Police confirmed the incident, the news organization This Day reported. It began when a student of Abdu Gusau Polytechnic school in Nigeria’s Zamfara state was alleged to have insulted the prophet while talking with a Muslim fellow student. A group of angered students beat the man, whose name has not been released. Nigerian news organization Premium Times cited a resident of Talata Marafa town, where the school is located, as saying the victim was a convert to Christianity.
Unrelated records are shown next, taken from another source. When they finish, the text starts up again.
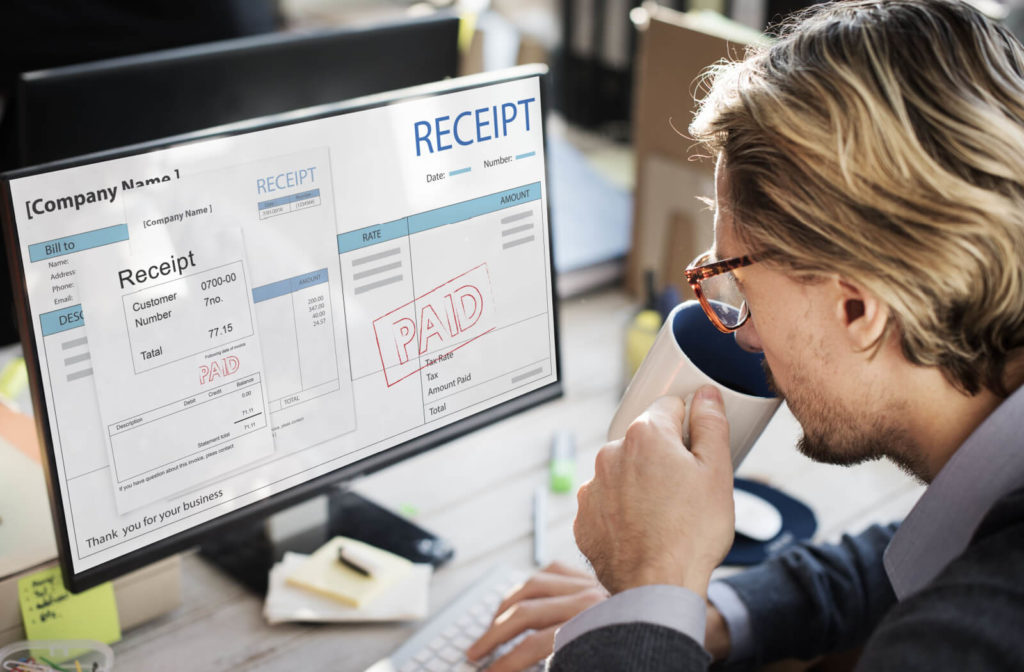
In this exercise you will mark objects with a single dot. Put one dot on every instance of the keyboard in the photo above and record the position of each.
(440, 644)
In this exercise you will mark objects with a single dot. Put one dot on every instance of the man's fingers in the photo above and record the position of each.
(665, 415)
(546, 585)
(709, 428)
(535, 647)
(532, 615)
(565, 570)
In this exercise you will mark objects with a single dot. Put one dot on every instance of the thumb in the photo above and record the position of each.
(709, 428)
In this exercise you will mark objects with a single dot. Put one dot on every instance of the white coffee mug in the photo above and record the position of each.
(688, 353)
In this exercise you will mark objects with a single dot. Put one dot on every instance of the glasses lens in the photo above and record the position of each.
(725, 298)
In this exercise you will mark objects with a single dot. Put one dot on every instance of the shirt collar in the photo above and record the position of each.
(988, 466)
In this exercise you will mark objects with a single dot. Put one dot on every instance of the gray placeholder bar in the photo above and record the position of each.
(379, 283)
(378, 269)
(375, 257)
(522, 214)
(521, 241)
(75, 342)
(528, 374)
(516, 229)
(77, 359)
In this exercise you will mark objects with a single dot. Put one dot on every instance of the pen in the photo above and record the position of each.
(540, 526)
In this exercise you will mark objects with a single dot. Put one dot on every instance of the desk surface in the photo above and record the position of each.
(484, 508)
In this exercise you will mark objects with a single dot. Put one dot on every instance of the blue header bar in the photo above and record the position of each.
(474, 208)
(361, 238)
(285, 287)
(77, 243)
(62, 320)
(285, 200)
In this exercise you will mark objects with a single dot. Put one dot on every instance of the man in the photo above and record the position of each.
(870, 215)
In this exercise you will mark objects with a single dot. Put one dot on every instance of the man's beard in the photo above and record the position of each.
(835, 435)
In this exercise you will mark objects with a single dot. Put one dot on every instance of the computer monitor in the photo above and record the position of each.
(220, 328)
(77, 110)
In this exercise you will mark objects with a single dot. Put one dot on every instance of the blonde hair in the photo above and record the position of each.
(884, 140)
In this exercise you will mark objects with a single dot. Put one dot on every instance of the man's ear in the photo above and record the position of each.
(861, 313)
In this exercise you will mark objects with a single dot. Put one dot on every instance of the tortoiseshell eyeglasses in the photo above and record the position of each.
(718, 290)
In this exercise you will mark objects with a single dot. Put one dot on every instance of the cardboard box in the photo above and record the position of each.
(674, 49)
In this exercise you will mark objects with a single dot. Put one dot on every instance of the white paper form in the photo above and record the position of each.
(177, 362)
(284, 205)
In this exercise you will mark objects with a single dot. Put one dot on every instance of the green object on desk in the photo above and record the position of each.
(50, 612)
(13, 379)
(561, 466)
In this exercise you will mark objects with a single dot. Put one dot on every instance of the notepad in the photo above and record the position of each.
(407, 599)
(324, 574)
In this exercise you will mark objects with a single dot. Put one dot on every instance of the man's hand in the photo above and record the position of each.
(656, 512)
(551, 597)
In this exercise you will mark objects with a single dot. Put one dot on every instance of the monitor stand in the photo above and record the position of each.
(246, 552)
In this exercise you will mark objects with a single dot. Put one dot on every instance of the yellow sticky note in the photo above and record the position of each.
(50, 612)
(322, 573)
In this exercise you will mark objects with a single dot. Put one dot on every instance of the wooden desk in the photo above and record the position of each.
(477, 493)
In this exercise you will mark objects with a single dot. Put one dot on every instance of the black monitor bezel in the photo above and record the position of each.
(161, 548)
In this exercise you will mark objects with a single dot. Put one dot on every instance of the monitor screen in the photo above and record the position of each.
(77, 110)
(220, 328)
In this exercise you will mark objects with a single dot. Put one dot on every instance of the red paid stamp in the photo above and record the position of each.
(218, 369)
(439, 322)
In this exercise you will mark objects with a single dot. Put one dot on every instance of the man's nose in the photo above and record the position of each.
(748, 338)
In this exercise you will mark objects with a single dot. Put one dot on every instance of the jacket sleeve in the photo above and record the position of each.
(971, 617)
(812, 600)
(631, 646)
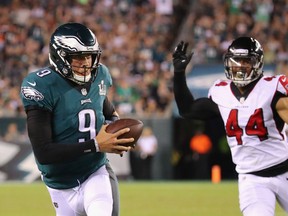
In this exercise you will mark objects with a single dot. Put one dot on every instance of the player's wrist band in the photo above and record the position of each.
(96, 145)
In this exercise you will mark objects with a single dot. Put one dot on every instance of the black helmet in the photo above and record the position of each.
(244, 61)
(73, 39)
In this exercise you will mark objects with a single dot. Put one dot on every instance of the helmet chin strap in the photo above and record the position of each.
(81, 78)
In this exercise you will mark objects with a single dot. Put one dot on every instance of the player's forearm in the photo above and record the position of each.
(45, 150)
(201, 109)
(183, 96)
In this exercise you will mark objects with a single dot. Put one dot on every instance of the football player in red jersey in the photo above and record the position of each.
(254, 111)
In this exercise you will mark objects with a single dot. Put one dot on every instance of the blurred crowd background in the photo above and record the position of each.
(137, 38)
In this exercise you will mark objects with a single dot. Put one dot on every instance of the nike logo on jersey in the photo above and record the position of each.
(30, 83)
(31, 93)
(86, 101)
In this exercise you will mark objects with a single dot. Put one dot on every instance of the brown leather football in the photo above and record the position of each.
(135, 125)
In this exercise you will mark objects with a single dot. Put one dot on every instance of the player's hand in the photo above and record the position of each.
(109, 143)
(180, 57)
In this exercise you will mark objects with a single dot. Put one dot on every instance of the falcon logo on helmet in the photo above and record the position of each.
(244, 61)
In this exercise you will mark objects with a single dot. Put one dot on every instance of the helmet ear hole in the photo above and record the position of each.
(73, 39)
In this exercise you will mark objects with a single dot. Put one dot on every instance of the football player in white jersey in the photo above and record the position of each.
(254, 110)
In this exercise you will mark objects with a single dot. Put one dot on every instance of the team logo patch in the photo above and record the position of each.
(102, 88)
(222, 83)
(284, 81)
(55, 204)
(31, 93)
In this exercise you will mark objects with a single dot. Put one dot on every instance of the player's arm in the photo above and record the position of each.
(46, 151)
(282, 107)
(109, 111)
(39, 125)
(202, 108)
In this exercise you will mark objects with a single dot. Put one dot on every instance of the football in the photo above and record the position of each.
(136, 128)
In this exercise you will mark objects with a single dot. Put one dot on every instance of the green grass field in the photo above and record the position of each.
(187, 198)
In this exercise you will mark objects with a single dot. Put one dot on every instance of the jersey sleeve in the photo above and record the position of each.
(34, 91)
(282, 86)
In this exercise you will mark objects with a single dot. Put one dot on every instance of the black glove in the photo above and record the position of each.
(180, 58)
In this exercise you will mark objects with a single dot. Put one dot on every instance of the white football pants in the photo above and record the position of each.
(258, 195)
(91, 198)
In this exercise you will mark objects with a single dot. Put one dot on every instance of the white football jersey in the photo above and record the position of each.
(256, 136)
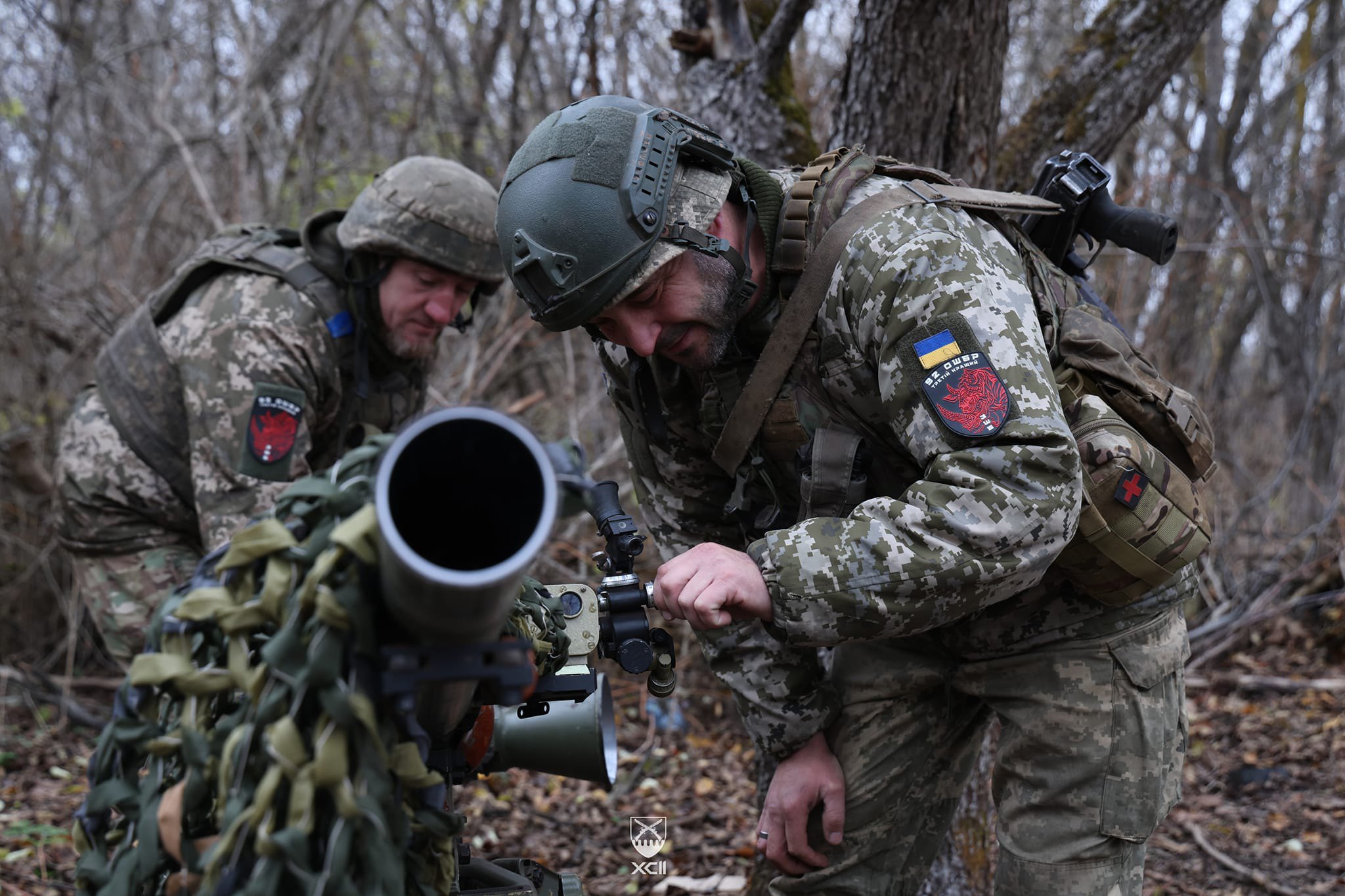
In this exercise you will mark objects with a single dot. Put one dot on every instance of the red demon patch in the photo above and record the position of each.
(272, 429)
(967, 395)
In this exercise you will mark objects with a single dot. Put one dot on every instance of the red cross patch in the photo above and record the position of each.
(1132, 488)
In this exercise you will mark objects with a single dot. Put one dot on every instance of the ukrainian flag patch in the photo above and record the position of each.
(937, 350)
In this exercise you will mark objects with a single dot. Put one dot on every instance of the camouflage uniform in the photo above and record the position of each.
(246, 349)
(240, 336)
(937, 591)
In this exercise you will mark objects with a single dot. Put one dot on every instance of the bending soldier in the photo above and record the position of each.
(908, 522)
(261, 360)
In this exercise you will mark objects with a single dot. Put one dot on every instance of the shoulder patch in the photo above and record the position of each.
(961, 385)
(272, 431)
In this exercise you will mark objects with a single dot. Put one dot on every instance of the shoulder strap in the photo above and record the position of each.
(814, 207)
(793, 328)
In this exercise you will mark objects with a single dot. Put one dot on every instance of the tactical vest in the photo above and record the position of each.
(1146, 445)
(141, 385)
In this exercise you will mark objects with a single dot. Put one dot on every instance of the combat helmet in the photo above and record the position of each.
(603, 192)
(432, 210)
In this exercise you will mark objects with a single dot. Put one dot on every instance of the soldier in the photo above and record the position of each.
(912, 531)
(261, 360)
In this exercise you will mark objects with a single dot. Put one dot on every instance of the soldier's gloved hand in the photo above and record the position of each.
(802, 781)
(711, 586)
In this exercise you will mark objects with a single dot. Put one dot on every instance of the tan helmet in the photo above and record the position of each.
(432, 210)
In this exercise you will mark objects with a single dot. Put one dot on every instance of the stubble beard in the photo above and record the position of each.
(718, 313)
(409, 350)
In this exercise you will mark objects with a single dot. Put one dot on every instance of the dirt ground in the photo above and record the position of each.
(1264, 807)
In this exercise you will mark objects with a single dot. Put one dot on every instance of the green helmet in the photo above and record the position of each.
(591, 194)
(431, 210)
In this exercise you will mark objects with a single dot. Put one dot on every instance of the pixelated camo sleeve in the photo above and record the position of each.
(942, 351)
(779, 688)
(254, 359)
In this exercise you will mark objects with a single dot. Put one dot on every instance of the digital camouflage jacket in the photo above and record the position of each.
(951, 528)
(267, 387)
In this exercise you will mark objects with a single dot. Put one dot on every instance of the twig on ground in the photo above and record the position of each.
(29, 879)
(1261, 879)
(37, 685)
(1265, 683)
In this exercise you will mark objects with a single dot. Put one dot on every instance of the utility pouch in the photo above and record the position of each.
(1141, 519)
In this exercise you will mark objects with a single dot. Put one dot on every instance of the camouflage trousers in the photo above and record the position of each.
(123, 590)
(1093, 740)
(125, 531)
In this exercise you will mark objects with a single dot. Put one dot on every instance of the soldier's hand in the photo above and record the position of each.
(709, 586)
(802, 781)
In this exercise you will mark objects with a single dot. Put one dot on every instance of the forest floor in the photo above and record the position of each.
(1264, 807)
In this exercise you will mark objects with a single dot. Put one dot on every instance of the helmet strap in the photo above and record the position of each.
(366, 300)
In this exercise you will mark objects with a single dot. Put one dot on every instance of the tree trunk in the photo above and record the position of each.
(923, 82)
(1106, 82)
(741, 85)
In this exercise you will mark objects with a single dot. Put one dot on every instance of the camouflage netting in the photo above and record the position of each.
(242, 758)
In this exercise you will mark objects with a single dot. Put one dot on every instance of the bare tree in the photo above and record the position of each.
(923, 82)
(739, 78)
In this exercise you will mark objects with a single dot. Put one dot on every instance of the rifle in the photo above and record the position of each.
(1078, 183)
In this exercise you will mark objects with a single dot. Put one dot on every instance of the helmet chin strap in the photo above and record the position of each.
(682, 234)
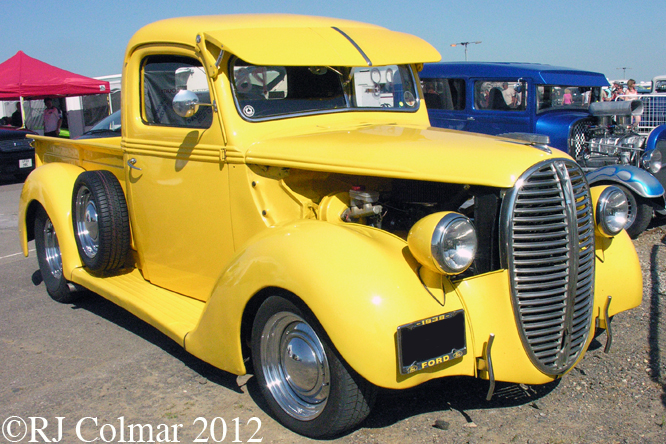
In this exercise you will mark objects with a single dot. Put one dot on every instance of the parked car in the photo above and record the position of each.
(563, 104)
(287, 210)
(108, 127)
(17, 156)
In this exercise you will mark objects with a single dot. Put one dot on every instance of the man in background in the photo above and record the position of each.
(17, 118)
(52, 119)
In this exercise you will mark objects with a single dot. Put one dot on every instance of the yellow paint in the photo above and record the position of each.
(243, 210)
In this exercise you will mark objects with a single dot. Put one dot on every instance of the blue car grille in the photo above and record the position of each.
(577, 138)
(14, 145)
(548, 236)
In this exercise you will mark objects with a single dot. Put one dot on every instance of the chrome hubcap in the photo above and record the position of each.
(52, 250)
(87, 227)
(295, 366)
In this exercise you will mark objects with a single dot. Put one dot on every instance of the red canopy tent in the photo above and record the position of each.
(22, 77)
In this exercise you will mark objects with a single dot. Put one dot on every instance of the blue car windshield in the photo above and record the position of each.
(264, 92)
(560, 97)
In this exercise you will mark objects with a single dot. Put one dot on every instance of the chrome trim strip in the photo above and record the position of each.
(358, 48)
(489, 364)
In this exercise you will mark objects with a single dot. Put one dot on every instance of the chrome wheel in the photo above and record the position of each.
(295, 366)
(52, 250)
(87, 227)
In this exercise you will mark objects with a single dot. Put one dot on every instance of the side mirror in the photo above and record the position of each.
(185, 103)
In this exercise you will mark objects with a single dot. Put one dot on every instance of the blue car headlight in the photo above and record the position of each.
(612, 211)
(652, 161)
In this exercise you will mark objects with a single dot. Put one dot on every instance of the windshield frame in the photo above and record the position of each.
(343, 95)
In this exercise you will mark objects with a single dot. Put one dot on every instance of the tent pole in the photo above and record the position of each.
(22, 112)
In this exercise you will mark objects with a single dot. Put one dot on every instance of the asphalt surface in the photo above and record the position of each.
(95, 373)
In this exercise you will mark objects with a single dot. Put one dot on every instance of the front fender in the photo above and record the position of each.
(635, 179)
(51, 186)
(657, 134)
(360, 283)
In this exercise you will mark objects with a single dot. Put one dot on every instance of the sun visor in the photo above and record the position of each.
(324, 46)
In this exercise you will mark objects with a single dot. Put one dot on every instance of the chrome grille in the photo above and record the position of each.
(577, 139)
(548, 236)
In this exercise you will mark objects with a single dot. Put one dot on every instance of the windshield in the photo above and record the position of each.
(277, 91)
(107, 127)
(550, 97)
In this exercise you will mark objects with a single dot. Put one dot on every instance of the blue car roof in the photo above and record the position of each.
(541, 74)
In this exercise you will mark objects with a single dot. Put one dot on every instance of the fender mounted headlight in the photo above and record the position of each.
(652, 161)
(612, 211)
(443, 242)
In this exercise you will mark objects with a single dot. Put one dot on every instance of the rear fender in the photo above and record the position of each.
(360, 283)
(51, 186)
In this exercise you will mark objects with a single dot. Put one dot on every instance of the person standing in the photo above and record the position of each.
(632, 94)
(17, 118)
(52, 119)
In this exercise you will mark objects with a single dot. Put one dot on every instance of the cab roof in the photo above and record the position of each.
(541, 74)
(296, 40)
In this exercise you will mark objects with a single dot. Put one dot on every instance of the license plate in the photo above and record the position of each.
(432, 341)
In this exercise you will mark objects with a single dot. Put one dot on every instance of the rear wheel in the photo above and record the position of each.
(49, 259)
(306, 384)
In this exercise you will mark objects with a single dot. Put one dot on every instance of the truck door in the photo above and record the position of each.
(177, 180)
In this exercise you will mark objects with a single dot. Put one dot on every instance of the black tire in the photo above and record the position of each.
(640, 213)
(331, 396)
(50, 262)
(100, 220)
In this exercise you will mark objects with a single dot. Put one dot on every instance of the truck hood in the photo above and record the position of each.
(431, 154)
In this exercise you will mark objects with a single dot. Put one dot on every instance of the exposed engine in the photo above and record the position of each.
(609, 138)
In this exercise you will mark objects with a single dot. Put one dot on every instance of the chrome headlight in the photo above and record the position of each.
(612, 211)
(652, 161)
(444, 242)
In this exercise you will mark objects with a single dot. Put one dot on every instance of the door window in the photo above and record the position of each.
(448, 94)
(163, 77)
(506, 95)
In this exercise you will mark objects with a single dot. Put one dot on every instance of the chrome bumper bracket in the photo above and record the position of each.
(485, 363)
(607, 321)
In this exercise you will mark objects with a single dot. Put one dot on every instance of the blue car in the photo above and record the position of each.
(563, 108)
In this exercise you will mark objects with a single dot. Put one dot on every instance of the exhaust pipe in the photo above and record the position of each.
(621, 108)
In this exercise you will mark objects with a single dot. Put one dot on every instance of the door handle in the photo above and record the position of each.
(131, 163)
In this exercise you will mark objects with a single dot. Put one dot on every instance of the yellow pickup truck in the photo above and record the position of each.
(278, 204)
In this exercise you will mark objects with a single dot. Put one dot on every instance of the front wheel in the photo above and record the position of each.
(49, 259)
(640, 213)
(306, 384)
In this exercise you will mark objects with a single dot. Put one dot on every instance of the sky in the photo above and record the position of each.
(619, 39)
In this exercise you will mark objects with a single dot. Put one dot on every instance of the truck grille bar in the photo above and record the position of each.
(547, 244)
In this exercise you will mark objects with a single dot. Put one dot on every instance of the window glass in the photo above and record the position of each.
(163, 77)
(550, 97)
(506, 95)
(275, 91)
(448, 94)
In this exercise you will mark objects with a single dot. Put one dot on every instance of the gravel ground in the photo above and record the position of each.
(619, 397)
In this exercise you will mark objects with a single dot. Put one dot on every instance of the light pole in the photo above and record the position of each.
(465, 44)
(624, 72)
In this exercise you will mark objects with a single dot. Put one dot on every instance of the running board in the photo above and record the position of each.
(173, 314)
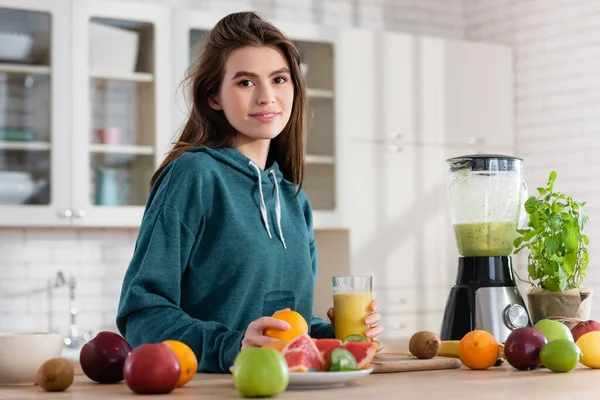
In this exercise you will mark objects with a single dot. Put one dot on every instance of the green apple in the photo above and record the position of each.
(554, 330)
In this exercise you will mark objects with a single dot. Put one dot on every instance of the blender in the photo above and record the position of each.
(486, 194)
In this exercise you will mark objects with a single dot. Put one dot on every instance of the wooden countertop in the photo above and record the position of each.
(495, 383)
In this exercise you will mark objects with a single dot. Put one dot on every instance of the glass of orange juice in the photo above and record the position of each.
(352, 297)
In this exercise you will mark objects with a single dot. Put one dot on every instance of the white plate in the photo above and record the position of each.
(323, 380)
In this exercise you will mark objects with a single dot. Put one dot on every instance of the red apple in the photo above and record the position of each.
(522, 348)
(152, 368)
(584, 327)
(103, 357)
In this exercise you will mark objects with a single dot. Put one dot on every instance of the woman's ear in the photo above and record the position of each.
(214, 103)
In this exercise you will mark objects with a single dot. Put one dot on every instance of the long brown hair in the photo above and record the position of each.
(208, 127)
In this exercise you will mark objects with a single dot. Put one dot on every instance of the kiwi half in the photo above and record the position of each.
(424, 344)
(55, 375)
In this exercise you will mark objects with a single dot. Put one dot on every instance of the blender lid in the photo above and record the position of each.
(484, 162)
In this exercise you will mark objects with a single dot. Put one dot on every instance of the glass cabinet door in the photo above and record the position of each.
(33, 177)
(120, 80)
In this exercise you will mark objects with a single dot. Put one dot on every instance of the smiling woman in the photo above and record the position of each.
(227, 237)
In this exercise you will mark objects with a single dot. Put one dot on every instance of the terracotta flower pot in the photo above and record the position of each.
(568, 306)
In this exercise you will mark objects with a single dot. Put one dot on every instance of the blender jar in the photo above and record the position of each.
(486, 195)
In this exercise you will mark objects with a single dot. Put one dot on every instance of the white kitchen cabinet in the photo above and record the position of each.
(82, 116)
(120, 90)
(322, 64)
(34, 112)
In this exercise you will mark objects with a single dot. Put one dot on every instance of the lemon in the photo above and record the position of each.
(589, 344)
(560, 355)
(260, 372)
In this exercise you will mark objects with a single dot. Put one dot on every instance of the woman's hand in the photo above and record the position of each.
(370, 321)
(254, 333)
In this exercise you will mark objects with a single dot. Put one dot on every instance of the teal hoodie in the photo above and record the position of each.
(221, 244)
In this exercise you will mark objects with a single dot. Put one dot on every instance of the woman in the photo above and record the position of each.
(227, 236)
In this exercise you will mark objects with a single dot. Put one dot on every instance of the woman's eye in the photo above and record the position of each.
(246, 83)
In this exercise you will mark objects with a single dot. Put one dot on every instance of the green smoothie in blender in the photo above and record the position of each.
(485, 239)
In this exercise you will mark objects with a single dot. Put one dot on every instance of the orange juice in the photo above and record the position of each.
(350, 312)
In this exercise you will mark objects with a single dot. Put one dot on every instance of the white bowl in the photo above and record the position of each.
(15, 46)
(22, 354)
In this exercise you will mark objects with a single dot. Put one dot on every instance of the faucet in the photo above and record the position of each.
(75, 338)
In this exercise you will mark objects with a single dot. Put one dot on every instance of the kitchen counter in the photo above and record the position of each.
(495, 383)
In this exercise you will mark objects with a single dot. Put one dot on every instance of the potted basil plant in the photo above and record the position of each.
(558, 256)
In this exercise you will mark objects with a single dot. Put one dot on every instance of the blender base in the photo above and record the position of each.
(485, 297)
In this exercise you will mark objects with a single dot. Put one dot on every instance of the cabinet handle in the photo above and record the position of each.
(398, 325)
(79, 213)
(393, 149)
(65, 213)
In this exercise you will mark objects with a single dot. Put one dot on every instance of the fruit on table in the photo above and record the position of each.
(302, 355)
(102, 358)
(362, 352)
(297, 322)
(424, 344)
(326, 347)
(560, 355)
(449, 348)
(479, 350)
(152, 368)
(589, 344)
(355, 338)
(342, 360)
(188, 362)
(55, 375)
(553, 330)
(584, 327)
(259, 372)
(522, 348)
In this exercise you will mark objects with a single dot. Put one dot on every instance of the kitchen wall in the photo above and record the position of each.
(97, 258)
(557, 73)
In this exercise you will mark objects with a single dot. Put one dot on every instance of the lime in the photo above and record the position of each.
(560, 355)
(260, 372)
(355, 338)
(343, 360)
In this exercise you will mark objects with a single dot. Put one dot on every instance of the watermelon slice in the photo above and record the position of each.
(302, 355)
(326, 346)
(362, 351)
Other students took the victim to hospital, but he was retrieved and returned to town by the friend of his sister, Premium Times reported. The mob, spotting the car that had been used to transport the victim, burned it and a nearby house, where eight people were inside. Newsweek reported that it’s not clear whether the student accused of blasphemy was in the house.

Police declared a curfew. Nigerian President Muhammadu Buhari condemned the attack.

Insults to Islam are not illegal in officially secular Nigeria, which is mainly Muslim in the North, and Christian in the South. But allegations of blasphemy have prompted deadly violence in Nigeria this year. On 30 May, 24-year-old Methodus Chimaije Emmanuel was killed by a mob in Niger state, after he allegedly posted a blasphemous statement on social media. Three days later, Bridget Patience Agbahime, 74, was killed by a mob for an alleged insult to Islam — charges that witnesses said were baseless.